7 • A Meteorite from El Campo del Cielo

7 • A Meteorite from El Campo del Cielo

Argentina; Circa 4.5 billion years old
Discovered in 1576
49 x 31 cm; Iron
Weight: 70kgs

Structural classification: Coarse Octahedrite
6.68% Ni; 0.43% Co; 0.25% P; 87 ppm Ga; 407 ppm Ge; 3.6 ppm Ir.
Location: Gran Chaco Gualamba, Argentina

This rock was formed by two asteroids colliding at cosmic velocity in interplanetary space during the development of our solar system 4.5 billion years ago. It floated around outer space for billions of years before crashing into planet earth approximately 4,000 years ago. It was discovered 3,500 years later in a deserted province of northern Argentina and now sits in the new Cromwell Place arts hub in South Kensington, awaiting the next stage of its journey.

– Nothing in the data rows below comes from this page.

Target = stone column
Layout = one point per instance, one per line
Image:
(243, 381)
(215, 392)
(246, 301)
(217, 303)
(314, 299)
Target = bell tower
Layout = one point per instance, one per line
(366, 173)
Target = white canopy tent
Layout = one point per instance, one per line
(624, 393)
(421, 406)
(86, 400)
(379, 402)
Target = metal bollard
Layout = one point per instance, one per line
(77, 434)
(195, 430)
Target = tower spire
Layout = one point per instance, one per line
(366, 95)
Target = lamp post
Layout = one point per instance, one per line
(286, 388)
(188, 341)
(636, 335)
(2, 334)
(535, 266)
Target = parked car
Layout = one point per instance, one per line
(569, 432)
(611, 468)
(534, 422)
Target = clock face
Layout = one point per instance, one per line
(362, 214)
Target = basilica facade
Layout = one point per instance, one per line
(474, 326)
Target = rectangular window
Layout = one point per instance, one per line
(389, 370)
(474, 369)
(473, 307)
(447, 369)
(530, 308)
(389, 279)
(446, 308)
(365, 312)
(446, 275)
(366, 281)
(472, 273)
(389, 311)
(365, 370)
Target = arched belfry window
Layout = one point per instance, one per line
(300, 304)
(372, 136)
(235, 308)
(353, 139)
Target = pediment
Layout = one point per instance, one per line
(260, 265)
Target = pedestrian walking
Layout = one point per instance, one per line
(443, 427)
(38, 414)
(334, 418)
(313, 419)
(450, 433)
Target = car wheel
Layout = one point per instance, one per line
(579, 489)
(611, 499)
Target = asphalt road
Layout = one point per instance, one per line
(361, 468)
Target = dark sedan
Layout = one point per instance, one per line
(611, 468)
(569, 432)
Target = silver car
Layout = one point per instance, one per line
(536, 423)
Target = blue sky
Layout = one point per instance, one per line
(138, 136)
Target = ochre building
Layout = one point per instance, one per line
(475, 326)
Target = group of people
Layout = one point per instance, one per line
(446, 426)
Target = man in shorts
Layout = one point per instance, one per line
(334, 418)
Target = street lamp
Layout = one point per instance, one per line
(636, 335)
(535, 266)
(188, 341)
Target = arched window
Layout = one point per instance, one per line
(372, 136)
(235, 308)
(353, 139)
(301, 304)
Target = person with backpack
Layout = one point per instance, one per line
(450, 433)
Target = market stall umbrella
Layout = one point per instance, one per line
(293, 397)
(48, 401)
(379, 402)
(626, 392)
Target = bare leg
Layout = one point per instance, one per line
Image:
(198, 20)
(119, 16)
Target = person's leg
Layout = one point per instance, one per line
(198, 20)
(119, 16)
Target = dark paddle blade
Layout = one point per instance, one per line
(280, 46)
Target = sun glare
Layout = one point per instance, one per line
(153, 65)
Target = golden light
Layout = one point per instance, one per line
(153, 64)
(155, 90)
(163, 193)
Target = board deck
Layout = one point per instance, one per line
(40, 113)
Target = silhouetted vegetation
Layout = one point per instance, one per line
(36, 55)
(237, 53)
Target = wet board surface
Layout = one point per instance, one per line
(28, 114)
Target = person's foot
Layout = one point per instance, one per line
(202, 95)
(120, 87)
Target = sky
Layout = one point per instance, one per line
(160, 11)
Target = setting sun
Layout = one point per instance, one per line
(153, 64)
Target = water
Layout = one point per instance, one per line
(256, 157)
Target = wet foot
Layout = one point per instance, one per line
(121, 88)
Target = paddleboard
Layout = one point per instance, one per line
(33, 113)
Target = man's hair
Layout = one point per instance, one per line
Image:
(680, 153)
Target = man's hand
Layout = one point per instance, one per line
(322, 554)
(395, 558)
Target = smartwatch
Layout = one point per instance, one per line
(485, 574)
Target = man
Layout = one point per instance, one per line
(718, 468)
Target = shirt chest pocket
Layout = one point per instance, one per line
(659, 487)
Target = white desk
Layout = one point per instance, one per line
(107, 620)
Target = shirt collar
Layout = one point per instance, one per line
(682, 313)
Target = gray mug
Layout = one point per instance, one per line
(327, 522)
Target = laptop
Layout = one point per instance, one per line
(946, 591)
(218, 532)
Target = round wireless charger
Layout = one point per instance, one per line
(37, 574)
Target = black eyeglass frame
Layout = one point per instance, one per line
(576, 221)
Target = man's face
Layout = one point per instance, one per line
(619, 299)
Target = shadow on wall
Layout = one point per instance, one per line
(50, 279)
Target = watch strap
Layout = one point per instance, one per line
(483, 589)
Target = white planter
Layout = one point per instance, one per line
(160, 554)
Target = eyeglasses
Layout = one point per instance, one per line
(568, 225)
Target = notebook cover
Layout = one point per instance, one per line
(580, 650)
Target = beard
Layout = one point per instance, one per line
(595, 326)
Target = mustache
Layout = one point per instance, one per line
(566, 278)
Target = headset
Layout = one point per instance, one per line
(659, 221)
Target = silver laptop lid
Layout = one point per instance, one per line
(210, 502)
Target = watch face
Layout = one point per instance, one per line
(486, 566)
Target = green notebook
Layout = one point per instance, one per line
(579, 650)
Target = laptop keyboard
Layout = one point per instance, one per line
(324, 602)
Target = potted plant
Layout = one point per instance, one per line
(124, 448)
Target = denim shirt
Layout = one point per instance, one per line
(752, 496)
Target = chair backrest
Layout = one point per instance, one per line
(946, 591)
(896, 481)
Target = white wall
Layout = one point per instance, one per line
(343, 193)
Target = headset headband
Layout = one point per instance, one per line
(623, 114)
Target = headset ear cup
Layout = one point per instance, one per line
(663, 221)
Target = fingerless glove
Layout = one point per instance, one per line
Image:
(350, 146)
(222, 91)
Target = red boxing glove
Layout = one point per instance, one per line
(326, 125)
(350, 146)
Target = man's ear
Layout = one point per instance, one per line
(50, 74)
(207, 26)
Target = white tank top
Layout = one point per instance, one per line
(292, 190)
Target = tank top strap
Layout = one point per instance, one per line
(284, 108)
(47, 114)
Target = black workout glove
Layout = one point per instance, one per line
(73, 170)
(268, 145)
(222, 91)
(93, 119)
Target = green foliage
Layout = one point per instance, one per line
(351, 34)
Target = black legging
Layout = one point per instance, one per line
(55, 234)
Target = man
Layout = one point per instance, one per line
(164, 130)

For centuries the locals from the northern Argentinian provinces of the Chacos – vast stretches of flat-lying, dusty soil with little rock or water – claimed the iron from their metal-tipped weapons to have fallen from the sky amidst raging fires. Eventually in 1576 Capitan Hernan Mexia de Miraval was commissioned to search for this mass of iron and set off with local guides along trails weathered by nomads seeking honey and wax until he came across a large mass of metal protruding from the soil. He took some samples, wrote a long account of the many diffculties of his expedition and the discovery of what he assumed was an iron mine of exceptional purity, then filed it in Seville where it remained forgotten and unread until the early 1920s.

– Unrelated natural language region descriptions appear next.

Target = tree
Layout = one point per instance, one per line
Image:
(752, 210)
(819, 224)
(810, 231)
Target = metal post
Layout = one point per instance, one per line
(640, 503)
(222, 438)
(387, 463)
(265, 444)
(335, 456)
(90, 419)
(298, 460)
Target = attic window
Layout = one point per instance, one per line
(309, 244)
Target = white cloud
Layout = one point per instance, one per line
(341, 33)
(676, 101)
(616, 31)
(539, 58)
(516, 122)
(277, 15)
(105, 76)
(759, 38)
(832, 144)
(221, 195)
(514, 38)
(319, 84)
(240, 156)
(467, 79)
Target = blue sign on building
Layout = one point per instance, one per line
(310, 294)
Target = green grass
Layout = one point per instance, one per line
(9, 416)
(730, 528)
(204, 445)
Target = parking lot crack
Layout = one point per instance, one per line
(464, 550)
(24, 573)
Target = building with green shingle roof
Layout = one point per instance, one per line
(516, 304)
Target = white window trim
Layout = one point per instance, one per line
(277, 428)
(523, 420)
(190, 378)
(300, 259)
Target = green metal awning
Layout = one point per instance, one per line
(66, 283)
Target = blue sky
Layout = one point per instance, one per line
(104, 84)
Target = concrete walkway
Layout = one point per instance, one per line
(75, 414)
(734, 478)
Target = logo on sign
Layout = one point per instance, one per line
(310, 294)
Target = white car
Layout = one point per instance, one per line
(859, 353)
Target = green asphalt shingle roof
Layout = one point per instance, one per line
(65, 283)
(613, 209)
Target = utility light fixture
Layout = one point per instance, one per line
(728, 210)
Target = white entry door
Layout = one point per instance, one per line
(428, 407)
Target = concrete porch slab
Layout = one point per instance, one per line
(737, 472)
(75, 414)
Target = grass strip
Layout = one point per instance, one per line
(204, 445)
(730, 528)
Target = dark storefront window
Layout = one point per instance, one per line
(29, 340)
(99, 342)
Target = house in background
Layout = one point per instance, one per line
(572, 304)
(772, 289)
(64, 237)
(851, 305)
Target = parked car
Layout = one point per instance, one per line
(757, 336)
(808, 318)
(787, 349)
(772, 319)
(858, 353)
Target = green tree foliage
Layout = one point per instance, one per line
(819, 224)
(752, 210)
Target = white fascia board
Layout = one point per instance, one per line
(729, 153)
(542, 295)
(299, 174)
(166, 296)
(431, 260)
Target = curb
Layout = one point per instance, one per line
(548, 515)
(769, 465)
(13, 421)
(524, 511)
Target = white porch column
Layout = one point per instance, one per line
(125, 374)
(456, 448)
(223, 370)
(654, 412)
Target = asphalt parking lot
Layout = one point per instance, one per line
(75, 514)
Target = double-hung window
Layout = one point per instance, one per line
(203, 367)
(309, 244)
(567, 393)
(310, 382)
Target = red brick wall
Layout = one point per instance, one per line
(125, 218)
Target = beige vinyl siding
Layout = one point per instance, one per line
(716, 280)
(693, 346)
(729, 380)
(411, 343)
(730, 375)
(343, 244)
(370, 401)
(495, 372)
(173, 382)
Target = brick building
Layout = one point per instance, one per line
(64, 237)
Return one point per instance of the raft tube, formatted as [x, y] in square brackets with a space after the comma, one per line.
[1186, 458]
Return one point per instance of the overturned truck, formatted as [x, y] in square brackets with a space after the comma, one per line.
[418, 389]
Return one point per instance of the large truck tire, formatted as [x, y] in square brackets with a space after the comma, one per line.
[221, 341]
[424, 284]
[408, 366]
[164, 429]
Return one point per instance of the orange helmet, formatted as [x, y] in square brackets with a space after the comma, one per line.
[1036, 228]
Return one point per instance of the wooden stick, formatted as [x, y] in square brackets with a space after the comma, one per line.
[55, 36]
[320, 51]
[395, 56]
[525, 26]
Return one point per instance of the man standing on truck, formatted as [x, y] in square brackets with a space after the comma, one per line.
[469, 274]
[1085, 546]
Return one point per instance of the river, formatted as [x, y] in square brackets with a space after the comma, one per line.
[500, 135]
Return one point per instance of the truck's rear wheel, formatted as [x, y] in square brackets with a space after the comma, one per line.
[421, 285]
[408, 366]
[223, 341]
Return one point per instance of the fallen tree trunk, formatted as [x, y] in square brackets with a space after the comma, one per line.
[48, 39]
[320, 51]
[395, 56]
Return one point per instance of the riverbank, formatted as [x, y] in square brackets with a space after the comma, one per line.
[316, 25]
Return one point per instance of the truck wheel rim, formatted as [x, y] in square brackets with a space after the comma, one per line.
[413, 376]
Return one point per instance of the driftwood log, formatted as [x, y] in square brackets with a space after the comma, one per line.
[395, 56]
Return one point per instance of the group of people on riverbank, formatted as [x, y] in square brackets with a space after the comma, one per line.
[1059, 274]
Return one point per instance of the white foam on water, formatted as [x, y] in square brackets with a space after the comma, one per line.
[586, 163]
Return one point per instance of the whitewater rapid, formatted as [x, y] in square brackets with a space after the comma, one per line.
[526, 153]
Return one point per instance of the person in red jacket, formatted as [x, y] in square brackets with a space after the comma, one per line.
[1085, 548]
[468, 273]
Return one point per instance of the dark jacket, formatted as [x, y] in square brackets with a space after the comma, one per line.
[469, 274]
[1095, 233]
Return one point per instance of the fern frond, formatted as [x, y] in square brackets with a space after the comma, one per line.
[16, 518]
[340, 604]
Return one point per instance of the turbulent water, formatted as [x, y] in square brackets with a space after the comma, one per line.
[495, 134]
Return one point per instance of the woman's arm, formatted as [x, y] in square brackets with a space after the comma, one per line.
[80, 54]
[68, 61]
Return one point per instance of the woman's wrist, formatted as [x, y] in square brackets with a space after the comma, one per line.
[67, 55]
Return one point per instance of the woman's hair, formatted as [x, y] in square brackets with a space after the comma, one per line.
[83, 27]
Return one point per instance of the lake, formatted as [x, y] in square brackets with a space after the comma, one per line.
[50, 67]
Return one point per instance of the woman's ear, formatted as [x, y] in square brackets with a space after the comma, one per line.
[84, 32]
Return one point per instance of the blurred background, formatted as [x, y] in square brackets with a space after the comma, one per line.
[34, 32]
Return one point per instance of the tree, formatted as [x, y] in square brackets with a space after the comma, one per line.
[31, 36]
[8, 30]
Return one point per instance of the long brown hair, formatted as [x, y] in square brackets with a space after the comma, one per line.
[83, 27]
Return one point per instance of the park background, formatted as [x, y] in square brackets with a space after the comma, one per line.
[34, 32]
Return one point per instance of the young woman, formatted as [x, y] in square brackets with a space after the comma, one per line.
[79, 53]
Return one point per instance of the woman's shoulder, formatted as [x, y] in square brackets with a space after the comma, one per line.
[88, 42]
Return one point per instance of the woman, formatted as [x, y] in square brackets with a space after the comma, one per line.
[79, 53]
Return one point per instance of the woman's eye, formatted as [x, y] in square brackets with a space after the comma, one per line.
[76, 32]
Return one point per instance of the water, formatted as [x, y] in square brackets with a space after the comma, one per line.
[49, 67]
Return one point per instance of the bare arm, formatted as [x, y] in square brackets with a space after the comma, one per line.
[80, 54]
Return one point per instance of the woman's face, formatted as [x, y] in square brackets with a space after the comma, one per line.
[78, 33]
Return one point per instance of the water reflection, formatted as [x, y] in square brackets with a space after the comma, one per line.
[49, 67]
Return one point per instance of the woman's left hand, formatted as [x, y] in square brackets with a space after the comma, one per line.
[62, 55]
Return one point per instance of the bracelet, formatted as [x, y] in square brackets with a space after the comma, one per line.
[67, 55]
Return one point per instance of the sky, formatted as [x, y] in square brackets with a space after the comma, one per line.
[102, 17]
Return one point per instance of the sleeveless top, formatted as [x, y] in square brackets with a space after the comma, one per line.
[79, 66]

When it was uncovered it became the earliest record of the examination of a meteorite by Europeans in the Americas. That meteorite was part of what has become known as El Campo del Cielo – The Field of Heaven – so named by the locals because of their belief in the celestial origin of the metal left strewn over an area of 18 kilometres. They were only proved correct when samples were analysed at the Royal Society in London in the early 19th century, at a time when scientists finally acknowledged the possibility of rocks originating from outer space.